Go deeper. Find what you are aligned with and what feels natural to you. With every decision you think you have to “make.” (Actually, for the hands-off manager, decisions have a way of making themselves, of becoming such obvious choices that no real decision is necessary. You just instinctively know what to do next.)
Interview a candidate using your inner listening and you’ll know if he or she is a fit.
Then, as you bring people onto your team, you’ll become skillful at choosing the people with whom you feel a sense of alignment. You’ll know them. You’ll feel a sense of wellbeing when you’re around them.
Now it’s time to do the same thing with your thoughts. Don’t try to ignore or overcome any negative thoughts. You don’t have to make thoughts wrong, because that’s focusing your thinking on them all the more! Just notice the thoughts that produce the bad feelings, notice their lack of validity, challenge their truth, and then turn and go another way.
Picture two paths opening in front of you. One is the path of alignment; one is the path of misalignment. One is the path of what feels good for you; the other is the path of what feels “off” to you. Not “right” and “wrong” for the world; we’re just talking about you, now.
If you spend your time thinking about where you don’t want to go, then that path will call to you. And then you’ll be frustrated because that’s where you end up. And now you can see why.
Some top leaders say a great leader is a visionary. And we know they are referring to market trends, product and service development, and all the things business magazines tell them to talk and think about. Visions of the future.
The hands-off manager is a different kind of visionary. The hands-off manager’s vision is not a vision for what the company will be in 10 years. It’s a vision that sees the potential of his people right here and now.
Your success as a hands-off manager will be directly related to your ever-increasing ability to see more in your people than they’re seeing in themselves.
The next step is inviting them to your vision of their potential.
When you are allowing success (by keeping your hands off of its natural flow) you redefine success as loving the act of making progress. You and your team love making improvements, gently raising the bar, and then enjoying the next step in the journey. Your key skill becomes a relaxed, compassionate observation of what flows and what does not.
This vision goes other places, too. For example, you acquire a new vision of the customer. It’s a gentle obsession with customer observation. Because you realize that if you don’t observe your customers and figure out why they’re buying or not buying, you will lose your ability to help them. Once again, vision becomes observation. It’s not a fantasy trip to an island in the future. It’s now. It’s here. Your customers are just waiting to tell you how to relate to them.
And so it is with the people on your team. If you don’t observe your people and how they’re feeling, you won’t be able to notice their natural skills and abilities. A good hands-off manager is similar to a sports coach who spends time studying the last game’s film footage to observe how his people performed, to see how they moved and what their natural abilities were. The coach may even observe how to use those players differently in the next game.
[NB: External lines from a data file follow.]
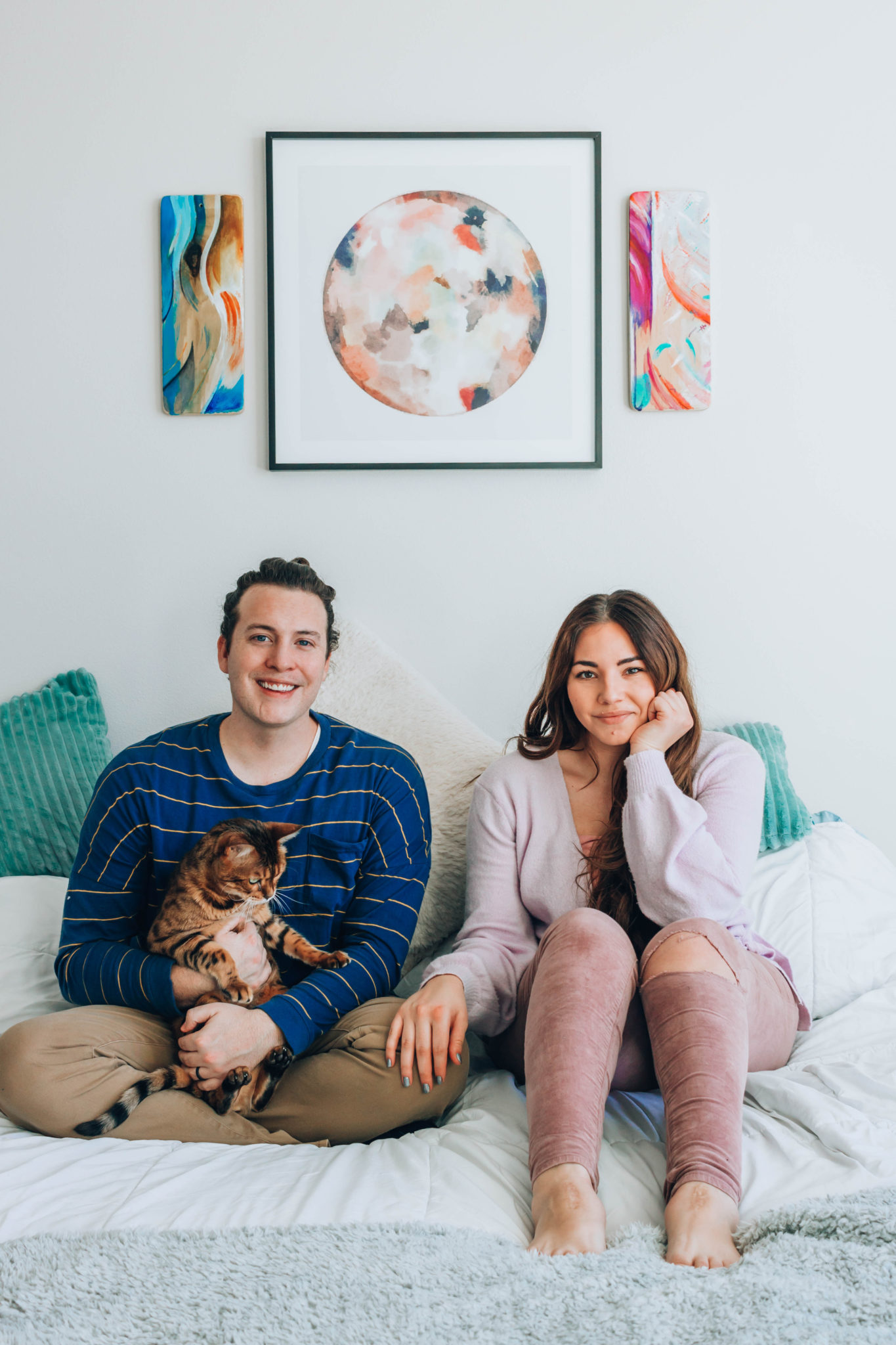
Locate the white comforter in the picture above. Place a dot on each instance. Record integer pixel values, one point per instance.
(825, 1124)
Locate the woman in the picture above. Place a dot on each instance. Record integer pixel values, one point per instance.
(606, 938)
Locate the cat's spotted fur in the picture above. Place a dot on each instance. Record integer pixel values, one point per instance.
(234, 868)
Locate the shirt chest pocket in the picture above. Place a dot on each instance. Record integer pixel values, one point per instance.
(327, 873)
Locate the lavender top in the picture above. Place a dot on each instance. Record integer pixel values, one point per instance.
(688, 857)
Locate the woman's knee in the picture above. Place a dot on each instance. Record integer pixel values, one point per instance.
(584, 930)
(692, 944)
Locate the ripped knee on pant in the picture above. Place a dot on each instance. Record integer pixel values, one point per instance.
(703, 957)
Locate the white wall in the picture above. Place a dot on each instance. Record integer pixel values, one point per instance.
(763, 527)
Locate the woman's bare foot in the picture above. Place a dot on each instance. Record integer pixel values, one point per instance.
(568, 1214)
(700, 1220)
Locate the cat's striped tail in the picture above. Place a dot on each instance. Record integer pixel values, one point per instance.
(172, 1076)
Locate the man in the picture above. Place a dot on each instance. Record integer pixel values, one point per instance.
(355, 879)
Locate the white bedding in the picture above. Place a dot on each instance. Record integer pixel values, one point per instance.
(826, 1124)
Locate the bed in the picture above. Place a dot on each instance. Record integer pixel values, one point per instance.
(822, 1125)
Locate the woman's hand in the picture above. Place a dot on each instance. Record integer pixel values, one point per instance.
(242, 940)
(668, 720)
(430, 1025)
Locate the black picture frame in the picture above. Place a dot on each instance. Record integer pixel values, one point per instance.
(270, 137)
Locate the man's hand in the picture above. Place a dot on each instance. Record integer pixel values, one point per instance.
(218, 1038)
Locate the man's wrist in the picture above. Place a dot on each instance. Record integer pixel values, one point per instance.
(188, 985)
(270, 1034)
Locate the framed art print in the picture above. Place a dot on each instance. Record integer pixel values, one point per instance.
(433, 300)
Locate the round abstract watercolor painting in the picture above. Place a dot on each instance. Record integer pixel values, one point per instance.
(435, 303)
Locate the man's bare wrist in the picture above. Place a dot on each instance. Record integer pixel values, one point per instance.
(270, 1034)
(188, 985)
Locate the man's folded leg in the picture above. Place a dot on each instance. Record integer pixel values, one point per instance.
(65, 1069)
(341, 1088)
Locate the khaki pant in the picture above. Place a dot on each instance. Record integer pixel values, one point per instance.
(62, 1070)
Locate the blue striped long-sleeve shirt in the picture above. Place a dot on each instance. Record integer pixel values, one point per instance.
(355, 876)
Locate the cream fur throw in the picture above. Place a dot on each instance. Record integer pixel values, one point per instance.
(372, 689)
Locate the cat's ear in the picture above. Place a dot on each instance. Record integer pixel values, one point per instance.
(282, 830)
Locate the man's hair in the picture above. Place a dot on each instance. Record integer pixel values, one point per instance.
(296, 575)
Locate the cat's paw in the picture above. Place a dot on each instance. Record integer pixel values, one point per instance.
(278, 1060)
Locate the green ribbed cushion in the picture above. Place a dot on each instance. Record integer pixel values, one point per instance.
(53, 747)
(785, 816)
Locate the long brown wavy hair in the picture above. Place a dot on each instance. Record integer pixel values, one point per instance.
(551, 725)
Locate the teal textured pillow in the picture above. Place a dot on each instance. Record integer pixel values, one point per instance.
(785, 816)
(53, 747)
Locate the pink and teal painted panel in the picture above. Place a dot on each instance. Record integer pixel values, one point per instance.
(202, 304)
(670, 300)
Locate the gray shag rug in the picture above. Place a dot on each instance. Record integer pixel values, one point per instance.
(822, 1273)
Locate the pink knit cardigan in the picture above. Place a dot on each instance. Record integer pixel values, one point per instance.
(688, 857)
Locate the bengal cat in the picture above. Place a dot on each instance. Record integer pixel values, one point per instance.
(236, 868)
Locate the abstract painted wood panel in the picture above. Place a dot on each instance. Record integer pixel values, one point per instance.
(202, 304)
(670, 300)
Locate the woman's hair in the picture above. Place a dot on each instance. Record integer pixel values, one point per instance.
(296, 575)
(551, 724)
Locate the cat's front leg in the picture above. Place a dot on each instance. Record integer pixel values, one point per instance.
(199, 951)
(278, 937)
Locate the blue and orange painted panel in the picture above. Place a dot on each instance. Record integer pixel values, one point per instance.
(670, 300)
(202, 304)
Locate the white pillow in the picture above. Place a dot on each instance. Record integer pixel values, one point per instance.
(30, 917)
(372, 689)
(781, 902)
(829, 904)
(853, 889)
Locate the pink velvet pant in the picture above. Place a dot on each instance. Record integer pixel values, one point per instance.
(587, 1023)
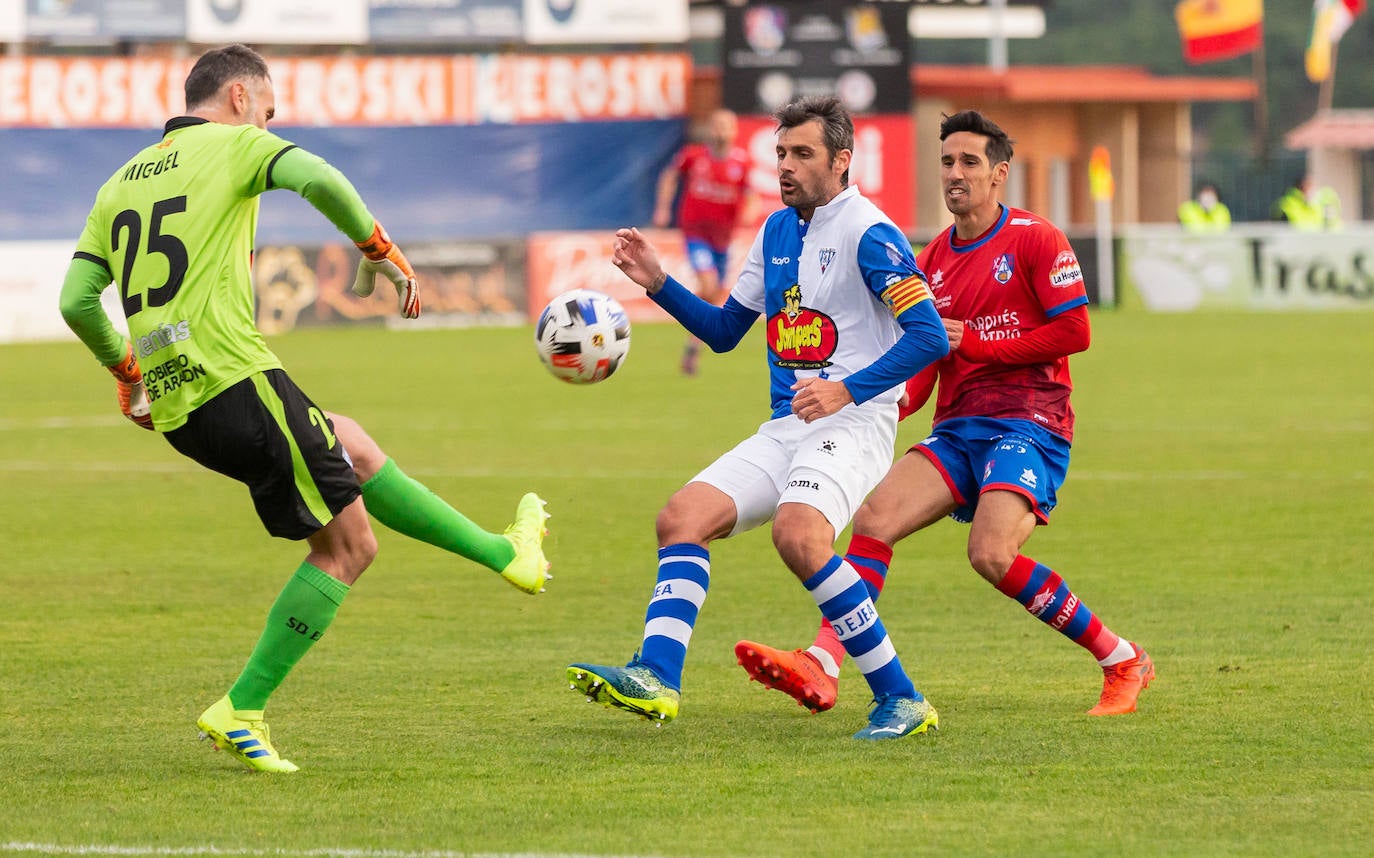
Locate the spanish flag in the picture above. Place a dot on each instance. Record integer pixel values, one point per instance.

It’s the same process of observation in the work arena. You make an invitation for your players to enter your vision of their talent, and then you coach them into enjoying the process. Do just that and you will see amazing results.
In the end, successful leadership has very little to do with power and control. And it has nothing to do with catching mistakes and writing new rules. That has the opposite effect of allowing success.
If the workplace is to really flow to success, you must have the fewest rules possible. You want the rules that you do have to be the minimum to comply with regulations, and that’s it. Why? Because you value the unrestricted. You value open-mindedness and creativity. You want to nurture and mentor your people’s love of what they do. And that comes through best in an environment not bogged down with rules. We are creatures who naturally love freedom. We do our best when we are unrestricted. When our mind is free to create, not when we are constantly worried about compliance with the latest set of rules.
When we believe in this life and its limitless nature we become more limitless ourselves. The market and the workplace each become a microcosm of that wonderful sense of life.
When we stop thinking about our limitations we start being open to possibilities. We get out of our own way and let prosperity happen. And that, in itself, becomes our discipline.